Smat: microplastiche e pfas in costante monitoraggio

Migliorare la gestione dei rifiuti plastici attraverso il potenziamento delle fasi di riciclo e smaltimento, nonché la riduzione dell’uso di plastica monouso, come bottiglie di plastica, sacchetti e stoviglie usa e getta, al fine di contenere la quantità di plastica dispersa nell’ambiente o intervenire sulle acque reflue attraverso l’installazione o il miglioramento dei sistemi di filtraggio e depurazione negli impianti di trattamento, al fine di trattenere le microplastiche prima che raggiungano fiumi e mari. O ancora concordare con Smat un incremento del Punti d’Acqua per ridurre l’utilizzo di bottiglie in plastica, e promuovere ulteriori campagne di sensibilizzazione per informare i cittadini sugli effetti delle microplastiche sulla salute e perché adottino comportamenti utili alla salvaguardia dell’ambiente nel suo complesso.

Sono queste alcune tra le principali prescrizioni contenute nella mozione della consigliera Ivana Garione discussa nel corso della riunione della Commissione Ambiente, presieduta da Amalia Santiangeli. Una mozione che, se da un lato riconosce quanto la città e le sue aziende partecipate stanno facendo a tutela dell’ambiente, dall’altro invita a sviluppare nuove tecnologie e diffondere maggiore consapevolezza tra i cittadini.

Invitata in Commissione, Smat, l’azienda che si occupa del servizio idrico integrato a Torino e in oltre 293 Comuni, attraverso gli interventi del direttore generale Marco Acri e della responsabile dei laboratori del Centro ricerche, Rita Binetti, dirigente dei Laboratori e Qualità delle Acque, ha descritto le azioni che l’azienda ha messo in campo, non da adesso, per contrastare la presenza di microplastiche e pfas nell’acqua che sgorga nelle nostre case.

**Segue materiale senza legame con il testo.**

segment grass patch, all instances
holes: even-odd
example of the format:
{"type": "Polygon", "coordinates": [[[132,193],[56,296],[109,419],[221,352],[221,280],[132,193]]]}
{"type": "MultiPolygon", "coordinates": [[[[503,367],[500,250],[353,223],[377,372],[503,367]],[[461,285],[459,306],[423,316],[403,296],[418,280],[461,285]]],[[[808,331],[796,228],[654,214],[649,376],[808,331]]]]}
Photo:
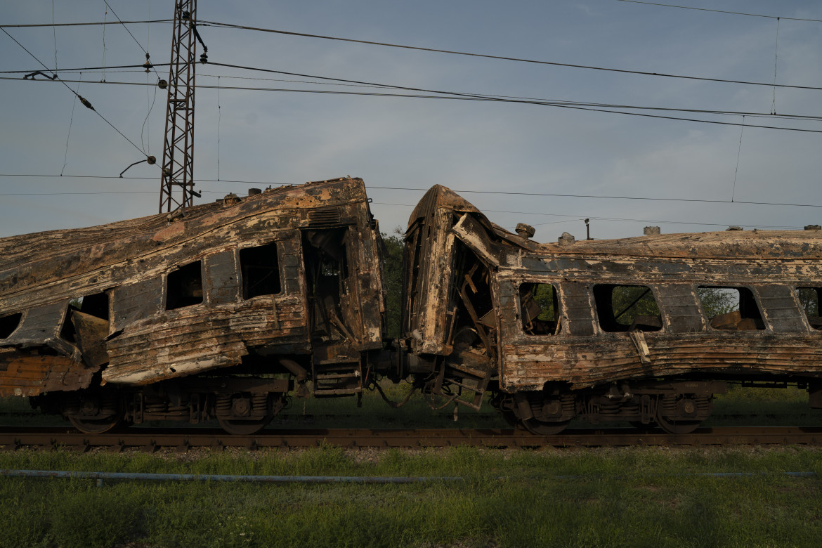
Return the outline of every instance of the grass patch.
{"type": "Polygon", "coordinates": [[[459,476],[413,485],[0,479],[0,546],[815,546],[822,450],[18,451],[0,467],[459,476]],[[764,472],[741,477],[699,472],[764,472]]]}

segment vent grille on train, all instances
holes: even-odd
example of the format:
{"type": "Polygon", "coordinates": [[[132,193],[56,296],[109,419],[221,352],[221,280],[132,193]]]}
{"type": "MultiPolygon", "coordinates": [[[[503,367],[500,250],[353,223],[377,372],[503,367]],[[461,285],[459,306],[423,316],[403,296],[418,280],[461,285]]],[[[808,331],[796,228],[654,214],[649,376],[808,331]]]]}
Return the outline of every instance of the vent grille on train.
{"type": "Polygon", "coordinates": [[[339,223],[339,208],[324,207],[308,212],[308,224],[310,226],[324,226],[339,223]]]}

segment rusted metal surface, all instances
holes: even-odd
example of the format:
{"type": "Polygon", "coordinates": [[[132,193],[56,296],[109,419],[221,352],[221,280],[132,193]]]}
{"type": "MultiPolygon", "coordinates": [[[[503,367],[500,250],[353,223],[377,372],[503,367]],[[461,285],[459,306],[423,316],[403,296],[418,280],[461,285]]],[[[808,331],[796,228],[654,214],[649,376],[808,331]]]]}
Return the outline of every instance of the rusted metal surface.
{"type": "Polygon", "coordinates": [[[315,375],[339,366],[361,390],[363,354],[382,349],[380,235],[360,179],[3,238],[0,257],[0,386],[12,393],[94,388],[90,375],[49,380],[71,364],[117,389],[238,367],[288,374],[279,359],[315,375]],[[38,358],[39,388],[12,365],[30,370],[27,348],[53,354],[38,358]]]}
{"type": "MultiPolygon", "coordinates": [[[[438,372],[446,385],[450,384],[450,391],[430,386],[434,393],[464,393],[463,385],[472,375],[453,357],[466,330],[473,334],[464,337],[464,346],[484,357],[493,370],[487,380],[498,383],[501,397],[543,394],[542,415],[536,400],[524,404],[533,408],[524,412],[510,400],[502,408],[520,418],[532,411],[542,418],[550,416],[548,422],[596,415],[601,403],[635,408],[648,380],[719,375],[804,383],[822,377],[818,318],[807,317],[797,296],[797,288],[820,285],[820,231],[579,242],[567,235],[557,243],[541,244],[494,225],[438,186],[418,205],[406,237],[404,343],[412,371],[416,366],[420,373],[438,372]],[[556,296],[556,318],[543,322],[538,332],[525,329],[531,316],[524,311],[523,289],[532,286],[550,288],[556,296]],[[737,311],[708,317],[698,295],[703,286],[739,288],[747,299],[740,305],[742,315],[737,311]],[[637,287],[653,296],[658,315],[637,315],[630,325],[605,317],[612,306],[606,302],[607,291],[637,287]],[[603,387],[614,383],[627,383],[621,396],[604,394],[603,387]],[[546,395],[551,390],[553,395],[546,395]],[[571,397],[564,411],[563,394],[571,397]],[[584,394],[587,399],[579,397],[584,394]]],[[[475,385],[469,387],[469,396],[475,385]]],[[[679,394],[672,405],[687,400],[687,412],[667,408],[683,421],[690,417],[688,422],[695,426],[703,404],[684,385],[655,386],[649,393],[650,412],[662,409],[665,392],[679,394]]],[[[470,398],[455,401],[469,403],[470,398]]]]}

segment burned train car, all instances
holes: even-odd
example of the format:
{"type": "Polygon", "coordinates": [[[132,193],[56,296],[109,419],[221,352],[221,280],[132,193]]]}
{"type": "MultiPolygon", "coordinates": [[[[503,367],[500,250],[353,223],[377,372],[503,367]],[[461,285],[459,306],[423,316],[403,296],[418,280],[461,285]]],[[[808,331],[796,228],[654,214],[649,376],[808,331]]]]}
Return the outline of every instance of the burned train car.
{"type": "Polygon", "coordinates": [[[0,239],[0,396],[85,432],[215,417],[251,433],[292,389],[362,392],[385,329],[362,180],[169,217],[0,239]]]}
{"type": "Polygon", "coordinates": [[[399,347],[429,394],[478,408],[490,390],[540,434],[575,417],[688,432],[729,382],[797,383],[822,408],[818,226],[548,244],[520,228],[441,186],[412,214],[399,347]]]}

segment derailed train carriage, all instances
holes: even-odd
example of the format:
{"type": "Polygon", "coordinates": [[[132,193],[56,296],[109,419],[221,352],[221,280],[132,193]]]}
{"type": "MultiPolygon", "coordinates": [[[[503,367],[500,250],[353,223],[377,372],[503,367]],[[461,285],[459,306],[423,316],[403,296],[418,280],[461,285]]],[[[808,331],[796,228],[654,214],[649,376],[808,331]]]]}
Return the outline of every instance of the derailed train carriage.
{"type": "Polygon", "coordinates": [[[728,382],[797,383],[822,408],[818,226],[552,244],[520,228],[441,186],[412,214],[399,347],[427,392],[479,408],[491,391],[546,435],[575,417],[691,431],[728,382]],[[737,310],[712,310],[723,295],[737,310]]]}
{"type": "Polygon", "coordinates": [[[390,366],[381,246],[351,178],[0,239],[0,396],[251,433],[292,391],[362,394],[390,366]]]}
{"type": "Polygon", "coordinates": [[[78,429],[216,418],[252,433],[299,397],[385,375],[539,434],[575,417],[695,429],[728,382],[822,408],[822,233],[556,244],[447,188],[411,215],[402,336],[386,339],[362,180],[269,189],[100,227],[0,239],[0,396],[78,429]],[[711,296],[732,294],[718,314],[711,296]]]}

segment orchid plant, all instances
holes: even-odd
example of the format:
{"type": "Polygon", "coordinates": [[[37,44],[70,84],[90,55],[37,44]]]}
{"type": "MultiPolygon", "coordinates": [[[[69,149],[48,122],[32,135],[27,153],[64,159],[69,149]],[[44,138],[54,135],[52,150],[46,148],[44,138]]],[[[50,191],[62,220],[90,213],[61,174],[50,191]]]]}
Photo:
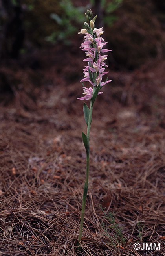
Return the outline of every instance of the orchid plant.
{"type": "MultiPolygon", "coordinates": [[[[108,55],[101,55],[101,54],[112,50],[104,49],[103,48],[107,42],[105,42],[103,39],[101,37],[104,32],[103,28],[97,29],[95,27],[95,22],[97,16],[92,19],[93,14],[91,10],[88,9],[85,15],[87,22],[84,22],[84,24],[86,28],[79,30],[79,34],[83,34],[85,35],[84,41],[81,44],[80,48],[82,48],[81,49],[82,51],[85,52],[87,58],[83,61],[87,61],[88,65],[85,66],[85,68],[84,69],[84,78],[80,81],[82,83],[82,88],[84,89],[82,94],[84,96],[83,97],[78,98],[82,100],[89,100],[90,104],[90,108],[85,103],[83,107],[84,116],[87,125],[86,135],[84,132],[82,133],[82,140],[86,153],[86,171],[83,196],[80,231],[78,237],[79,241],[81,239],[85,204],[88,186],[90,161],[89,135],[93,108],[97,95],[103,93],[103,92],[99,91],[99,90],[101,89],[104,85],[111,81],[108,80],[107,78],[104,82],[102,82],[103,76],[108,74],[108,72],[104,72],[105,67],[108,67],[104,62],[107,59],[108,55]],[[89,82],[93,86],[93,88],[92,87],[89,88],[85,87],[83,82],[85,81],[89,82]]],[[[78,245],[80,245],[79,242],[78,243],[78,245]]],[[[80,247],[78,247],[79,249],[80,248],[80,247]]]]}

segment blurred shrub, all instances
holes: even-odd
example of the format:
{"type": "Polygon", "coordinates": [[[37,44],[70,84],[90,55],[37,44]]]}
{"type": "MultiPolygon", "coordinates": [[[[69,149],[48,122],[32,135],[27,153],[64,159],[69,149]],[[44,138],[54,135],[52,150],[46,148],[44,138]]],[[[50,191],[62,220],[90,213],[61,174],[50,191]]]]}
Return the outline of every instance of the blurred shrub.
{"type": "Polygon", "coordinates": [[[84,22],[84,13],[88,7],[75,7],[71,0],[63,0],[59,4],[62,10],[60,14],[53,13],[50,15],[59,25],[59,28],[47,37],[46,40],[53,43],[62,40],[65,43],[69,43],[68,39],[77,31],[77,25],[84,22]]]}
{"type": "Polygon", "coordinates": [[[124,0],[115,11],[119,19],[106,27],[106,40],[116,63],[130,70],[164,54],[165,33],[150,0],[124,0]]]}

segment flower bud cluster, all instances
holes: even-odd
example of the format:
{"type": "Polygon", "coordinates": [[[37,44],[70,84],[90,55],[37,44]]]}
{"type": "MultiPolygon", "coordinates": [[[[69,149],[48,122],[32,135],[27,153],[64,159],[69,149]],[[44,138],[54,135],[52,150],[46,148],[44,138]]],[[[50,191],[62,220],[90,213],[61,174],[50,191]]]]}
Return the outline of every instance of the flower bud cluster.
{"type": "MultiPolygon", "coordinates": [[[[91,100],[96,87],[99,88],[111,82],[107,79],[105,82],[102,82],[103,76],[108,72],[104,72],[105,67],[108,66],[104,62],[107,59],[108,55],[101,55],[102,53],[111,51],[111,50],[103,48],[107,42],[105,42],[104,39],[100,36],[104,32],[103,28],[97,29],[95,27],[95,22],[97,16],[92,20],[92,13],[91,10],[88,9],[85,14],[88,23],[84,22],[86,28],[79,30],[79,34],[85,35],[83,43],[81,44],[80,48],[82,51],[85,51],[87,58],[83,60],[88,61],[88,65],[85,66],[84,70],[84,78],[81,80],[81,82],[88,81],[93,86],[93,89],[90,87],[88,89],[84,88],[83,93],[84,97],[78,98],[79,100],[91,100]]],[[[99,90],[99,89],[98,88],[99,90]]],[[[103,93],[99,92],[98,94],[103,93]]]]}

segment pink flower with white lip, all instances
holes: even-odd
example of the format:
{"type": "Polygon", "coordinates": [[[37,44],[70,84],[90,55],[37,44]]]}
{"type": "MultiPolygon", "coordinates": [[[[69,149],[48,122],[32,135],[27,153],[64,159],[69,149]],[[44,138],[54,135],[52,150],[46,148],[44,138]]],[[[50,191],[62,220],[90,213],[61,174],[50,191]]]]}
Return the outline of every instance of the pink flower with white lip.
{"type": "MultiPolygon", "coordinates": [[[[94,92],[94,90],[91,87],[90,87],[88,89],[86,88],[86,87],[82,87],[84,89],[84,92],[82,93],[82,94],[84,94],[85,96],[84,97],[82,97],[81,98],[77,98],[79,100],[90,100],[92,96],[93,93],[94,92]]],[[[98,94],[101,94],[103,93],[102,92],[99,91],[98,94]]]]}
{"type": "MultiPolygon", "coordinates": [[[[103,86],[111,82],[111,80],[102,82],[103,76],[108,72],[104,72],[105,67],[108,66],[104,62],[107,59],[108,55],[101,55],[101,54],[111,51],[111,50],[103,48],[103,46],[107,43],[100,36],[103,33],[103,28],[99,29],[94,28],[90,30],[91,33],[86,33],[86,31],[81,30],[79,33],[84,33],[84,40],[81,44],[80,48],[81,50],[85,51],[87,58],[84,59],[84,61],[88,61],[88,65],[85,66],[83,70],[84,78],[80,82],[88,81],[93,86],[103,86]],[[94,33],[95,33],[95,35],[94,33]]],[[[93,89],[90,87],[88,89],[84,87],[84,97],[78,98],[80,100],[90,100],[93,93],[93,89]]],[[[98,94],[102,93],[99,92],[98,94]]]]}

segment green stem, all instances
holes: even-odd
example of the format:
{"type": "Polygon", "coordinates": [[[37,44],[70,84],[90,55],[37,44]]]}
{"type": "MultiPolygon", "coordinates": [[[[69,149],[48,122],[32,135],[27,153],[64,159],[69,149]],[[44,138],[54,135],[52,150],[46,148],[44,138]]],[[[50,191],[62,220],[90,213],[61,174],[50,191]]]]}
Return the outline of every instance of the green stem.
{"type": "MultiPolygon", "coordinates": [[[[88,122],[88,127],[87,127],[87,137],[88,141],[89,141],[89,134],[90,134],[90,126],[91,124],[92,115],[92,114],[93,108],[93,106],[92,105],[92,102],[91,101],[90,113],[89,115],[88,122]]],[[[89,158],[89,154],[86,155],[86,180],[85,181],[85,185],[84,186],[84,194],[83,194],[83,199],[82,199],[82,208],[81,210],[81,220],[80,222],[80,231],[79,232],[79,240],[80,241],[81,241],[81,239],[83,224],[84,223],[84,214],[85,213],[85,203],[86,202],[86,196],[87,196],[88,188],[88,186],[89,161],[90,161],[90,158],[89,158]]],[[[77,245],[80,245],[79,243],[78,243],[77,245]]],[[[77,249],[77,250],[80,250],[81,247],[78,247],[78,248],[77,249]]]]}

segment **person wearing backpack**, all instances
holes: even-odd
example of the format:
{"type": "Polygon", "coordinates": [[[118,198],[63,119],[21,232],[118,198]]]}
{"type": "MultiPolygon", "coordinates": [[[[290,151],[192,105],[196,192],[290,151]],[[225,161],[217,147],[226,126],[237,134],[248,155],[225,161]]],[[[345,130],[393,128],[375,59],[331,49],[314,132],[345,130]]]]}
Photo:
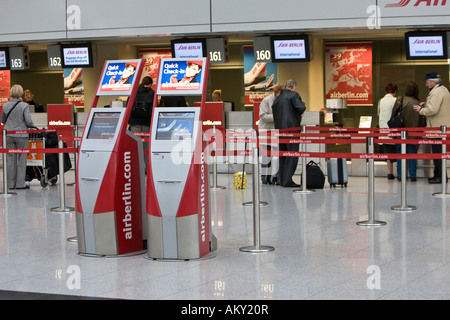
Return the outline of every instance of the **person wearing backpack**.
{"type": "MultiPolygon", "coordinates": [[[[153,80],[146,76],[142,79],[138,87],[136,97],[134,99],[133,108],[131,109],[129,130],[131,132],[150,132],[150,122],[152,119],[153,98],[155,91],[152,89],[153,80]]],[[[144,142],[144,163],[145,172],[147,173],[148,142],[144,142]]]]}
{"type": "MultiPolygon", "coordinates": [[[[15,84],[9,91],[11,100],[3,105],[2,123],[7,131],[27,130],[34,127],[31,119],[30,108],[22,101],[23,88],[15,84]]],[[[8,134],[6,136],[6,148],[28,148],[28,133],[8,134]]],[[[25,184],[27,171],[26,153],[8,153],[6,155],[8,172],[8,189],[29,189],[25,184]]]]}

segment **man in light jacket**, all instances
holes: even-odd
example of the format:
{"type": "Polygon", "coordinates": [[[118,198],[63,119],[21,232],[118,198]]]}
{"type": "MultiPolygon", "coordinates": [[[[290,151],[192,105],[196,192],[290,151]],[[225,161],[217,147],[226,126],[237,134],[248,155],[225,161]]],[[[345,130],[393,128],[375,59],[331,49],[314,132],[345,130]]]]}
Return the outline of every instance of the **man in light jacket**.
{"type": "MultiPolygon", "coordinates": [[[[447,126],[450,128],[450,93],[442,85],[441,77],[436,72],[429,72],[425,76],[425,85],[430,92],[425,103],[414,106],[414,110],[427,117],[427,127],[447,126]]],[[[442,153],[441,145],[431,145],[433,153],[442,153]]],[[[442,160],[433,159],[434,176],[429,183],[441,183],[442,160]]]]}

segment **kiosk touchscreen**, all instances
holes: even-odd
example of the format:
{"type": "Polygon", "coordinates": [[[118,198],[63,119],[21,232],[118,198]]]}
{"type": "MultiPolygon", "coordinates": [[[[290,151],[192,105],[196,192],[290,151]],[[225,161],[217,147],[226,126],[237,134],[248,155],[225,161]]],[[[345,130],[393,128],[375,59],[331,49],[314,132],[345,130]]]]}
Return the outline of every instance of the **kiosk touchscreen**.
{"type": "Polygon", "coordinates": [[[91,109],[79,151],[76,219],[80,254],[144,250],[142,141],[128,130],[125,108],[91,109]]]}
{"type": "Polygon", "coordinates": [[[155,108],[147,177],[148,256],[196,259],[208,255],[208,167],[200,108],[155,108]]]}

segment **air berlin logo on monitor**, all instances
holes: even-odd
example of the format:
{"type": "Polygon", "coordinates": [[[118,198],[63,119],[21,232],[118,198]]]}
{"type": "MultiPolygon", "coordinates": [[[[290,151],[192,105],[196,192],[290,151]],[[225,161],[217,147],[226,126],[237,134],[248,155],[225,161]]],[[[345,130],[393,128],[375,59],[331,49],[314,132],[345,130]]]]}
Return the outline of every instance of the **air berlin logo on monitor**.
{"type": "Polygon", "coordinates": [[[406,7],[410,3],[414,3],[414,7],[417,7],[421,4],[430,6],[445,6],[447,4],[447,0],[416,0],[415,2],[411,2],[411,0],[400,0],[398,3],[389,3],[385,7],[386,8],[396,8],[396,7],[406,7]]]}

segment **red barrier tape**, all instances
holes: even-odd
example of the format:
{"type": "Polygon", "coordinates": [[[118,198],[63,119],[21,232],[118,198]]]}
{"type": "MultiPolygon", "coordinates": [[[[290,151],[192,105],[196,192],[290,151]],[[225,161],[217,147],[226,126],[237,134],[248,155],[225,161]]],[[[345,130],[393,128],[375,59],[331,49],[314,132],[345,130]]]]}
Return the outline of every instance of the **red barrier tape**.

Già analisi condotte nel 2018, hanno mostrato un’assenza di materiale plastico rilevabile con la tecnica della spettrometria di massa. Metodologie più recenti hanno evidenziato che microplastiche sono state rilevate nell’acqua potabile a livello globale, ma in Europa le concentrazioni risultano molto basse (<1 particella/L). Ad oggi non sono pertanto state inserite nella lista di controllo, secondo quanto stabilito dall’Unione Europea. Grazie ai 227 punti acqua, sono stati erogati oltre 42 mila metri cubi d’acqua con un risparmio, a salvaguardia dell’ambiente, di ben oltre 28.000.000 bottiglie di plastica.

Notevole l’attività di informazione verso la cittadinanza con decine di iniziative di comunicazione, manifestazioni, eventi e progetti di educazione ambientale, dibattiti, convegni, mostre, presenze ad eventi nazionali ed internazionali e ad eventi culturali.

In merito alle acque reflue, i tecnici di Smat hanno osservato come pur non fissando valori limite, le normative europee richiedano agli Stati membri di avviare programmi di monitoraggio rappresentativi per le microplastiche negli scarichi di scolmatori e nei deflussi urbani nell’ambito dei piani di gestione integrata delle acque reflue, nelle acque reflue urbane, nei fanghi riutilizzati in agricoltura.

Da parte di Smat, continua il monitoraggio legato alla presenza nell’acqua dei Pfas (composti chimici industriali sintetici noti per le loro proprietà antiaderenti e impermeabili).

Nelle campagne di controllo avviate negli anni 2023, 2024, 2025, i risultati ottenuti evidenziano come nella città di Torino i campioni analizzati rispettino ampiamente anche le prescrizioni normative previste dal recente D.LGS. 102, entrato in vigore nel luglio di quest’anno.